这离她住的楼栋不远,她坚持一下应该可以回到家。
叶闻星撑着桌子试图站起来。
站是站起来了,却不是很稳直直往前倒去。
秦摘月离得近,扶住了她。
这摔下去撞到柜子,至少得留疤。
例假?
嗯。叶闻星声音都在发颤,她估算的日子不是今天。
那还碰凉水吃火锅?
秦摘月严厉得让她心发颤,生怕她觉得自己是故意这样的。
我我真不知道,我算的不是今天,可能是最近作息不好失调了。
起初有点微痛她没太放在心上,也没往这方面想。
叶闻星推开她,想蹲会,这样能够得到片刻缓解。
算错时间这点秦摘月是信的。
以前上学时经常靠她提醒。
叶闻星听见卧室关门声,扶着餐椅想起身。
每次例假头一天她都疼得死去活来,以前是要去医院挂点滴的程度。
过了几秒,卧室门又被打开了。
一个装满东西的购物袋被放在桌上。
秦摘月:现在布洛芬还有用吗?
叶闻星摇头,又点头:有总比没有好。
很久之前她吃止痛片就没作用了,也用中药调理过一段时间,但都作用不大。
秦摘月却不给她了,又从购物袋里翻出一袋姜糖和暖宝宝。
叶闻星觉得眼熟。
上次你塞给我的,秦摘月淡声道,将暖宝宝递给她,需要什么自己拿。
秦摘月烧了壶开水,泡了杯姜糖水。
叶闻星从洗手间出来。
缓缓。将姜糖水递给她。
沙发能借我躺会儿吗?我过会自己走。叶闻星脸色苍白,神情痛苦。
嗯。
秦摘月不是不通情达理的人,她对叶闻星本身也没有恨意,并没有到老死不相往来的程度。只是觉得能各自安好就好,不要再想着重提往事。

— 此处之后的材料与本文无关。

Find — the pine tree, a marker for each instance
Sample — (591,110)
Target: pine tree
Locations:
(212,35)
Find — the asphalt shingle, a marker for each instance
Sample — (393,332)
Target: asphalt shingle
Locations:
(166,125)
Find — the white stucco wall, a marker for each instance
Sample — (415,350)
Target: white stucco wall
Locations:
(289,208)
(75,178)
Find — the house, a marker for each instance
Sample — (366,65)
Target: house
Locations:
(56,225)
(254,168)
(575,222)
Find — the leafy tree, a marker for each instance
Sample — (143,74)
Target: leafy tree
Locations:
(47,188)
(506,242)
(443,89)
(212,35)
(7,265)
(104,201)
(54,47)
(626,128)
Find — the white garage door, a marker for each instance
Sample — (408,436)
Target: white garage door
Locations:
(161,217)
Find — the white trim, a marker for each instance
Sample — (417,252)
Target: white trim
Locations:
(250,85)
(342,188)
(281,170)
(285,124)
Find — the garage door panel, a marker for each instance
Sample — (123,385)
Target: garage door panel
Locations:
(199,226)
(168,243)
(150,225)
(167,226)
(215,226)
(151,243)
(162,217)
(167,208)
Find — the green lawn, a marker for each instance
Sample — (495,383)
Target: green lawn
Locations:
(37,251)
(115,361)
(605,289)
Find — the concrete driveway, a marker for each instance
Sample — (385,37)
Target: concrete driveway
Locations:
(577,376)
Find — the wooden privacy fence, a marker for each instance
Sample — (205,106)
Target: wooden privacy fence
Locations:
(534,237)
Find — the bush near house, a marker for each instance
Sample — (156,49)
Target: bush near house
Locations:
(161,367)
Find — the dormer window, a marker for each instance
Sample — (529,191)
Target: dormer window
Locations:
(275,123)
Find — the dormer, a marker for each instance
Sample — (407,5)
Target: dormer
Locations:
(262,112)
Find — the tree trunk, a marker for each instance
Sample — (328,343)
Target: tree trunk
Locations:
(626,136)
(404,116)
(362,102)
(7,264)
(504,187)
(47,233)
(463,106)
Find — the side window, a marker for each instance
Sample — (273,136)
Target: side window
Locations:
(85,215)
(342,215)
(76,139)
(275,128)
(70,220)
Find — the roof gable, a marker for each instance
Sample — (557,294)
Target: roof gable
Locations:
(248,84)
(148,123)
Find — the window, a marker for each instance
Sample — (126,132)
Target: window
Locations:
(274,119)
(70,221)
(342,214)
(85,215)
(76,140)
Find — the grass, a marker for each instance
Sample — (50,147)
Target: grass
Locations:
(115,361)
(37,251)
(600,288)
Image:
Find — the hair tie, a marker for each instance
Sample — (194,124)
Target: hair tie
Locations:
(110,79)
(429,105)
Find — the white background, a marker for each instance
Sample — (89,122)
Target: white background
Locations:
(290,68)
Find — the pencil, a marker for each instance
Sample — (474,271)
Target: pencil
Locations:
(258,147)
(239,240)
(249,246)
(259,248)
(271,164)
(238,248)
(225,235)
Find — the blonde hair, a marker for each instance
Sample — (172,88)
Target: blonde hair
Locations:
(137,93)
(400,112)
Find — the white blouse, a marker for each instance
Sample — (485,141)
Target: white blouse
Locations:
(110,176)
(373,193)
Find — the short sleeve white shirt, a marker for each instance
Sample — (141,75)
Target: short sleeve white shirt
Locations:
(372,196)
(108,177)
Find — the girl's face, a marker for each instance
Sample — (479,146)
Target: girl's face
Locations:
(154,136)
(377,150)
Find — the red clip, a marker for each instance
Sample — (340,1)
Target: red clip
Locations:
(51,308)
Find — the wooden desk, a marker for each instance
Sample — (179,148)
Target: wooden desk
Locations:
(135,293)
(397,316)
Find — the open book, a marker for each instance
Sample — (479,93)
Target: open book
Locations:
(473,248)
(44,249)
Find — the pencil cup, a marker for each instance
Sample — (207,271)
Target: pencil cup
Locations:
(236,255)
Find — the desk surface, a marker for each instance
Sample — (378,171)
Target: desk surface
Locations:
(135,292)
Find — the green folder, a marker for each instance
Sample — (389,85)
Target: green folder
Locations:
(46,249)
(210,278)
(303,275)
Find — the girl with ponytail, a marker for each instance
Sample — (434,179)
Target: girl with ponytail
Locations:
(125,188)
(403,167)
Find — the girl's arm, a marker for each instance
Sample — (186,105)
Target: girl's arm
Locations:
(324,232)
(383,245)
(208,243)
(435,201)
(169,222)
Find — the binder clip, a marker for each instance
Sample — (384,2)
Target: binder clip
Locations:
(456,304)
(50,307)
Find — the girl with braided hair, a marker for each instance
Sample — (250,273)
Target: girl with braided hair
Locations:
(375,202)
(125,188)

至于她刚刚说的话,她自然是不信的。只当她是因为受的刺激还没过。
沙发虽然柔软躺着舒适,但上面只放着床薄毯,天气转凉又还开着窗,薄毯盖不住凉。
秦摘月从房间拿了床被子出来。
盖这个吧。
过了几秒,瞧见叶闻星那副难受样,秦摘月顺手随意地将被子盖在她身上。
叶闻星怔愣。
秦摘月转身回了卧室又进了洗浴室。
叶闻星揪着被沿,却没有心思多想。
她蜷缩着身子,整个人藏进被褥里。
不熟
客厅里静悄悄的, 沙发上不像是有人影的样子。
秦摘月轻轻擦了擦湿发,将擦头巾随手挂在衣架子上,往沙发走去。
许是难受, 叶闻星蜷缩着身子,整个人都躲在被子里, 全身上下没有露出来任何肌肤。
冷吗?
秦摘月轻喃。
客厅的窗户在她去洗漱之前已经关上, 刚从洗浴室出来她也判断不了温度。
但这样盖着难免呼吸难受。
秦摘月低头扯了下被子,但没动静。
想着她可能睡着了便没再动, 正打算离开时被子里的人动了, 她倏地掀开被子。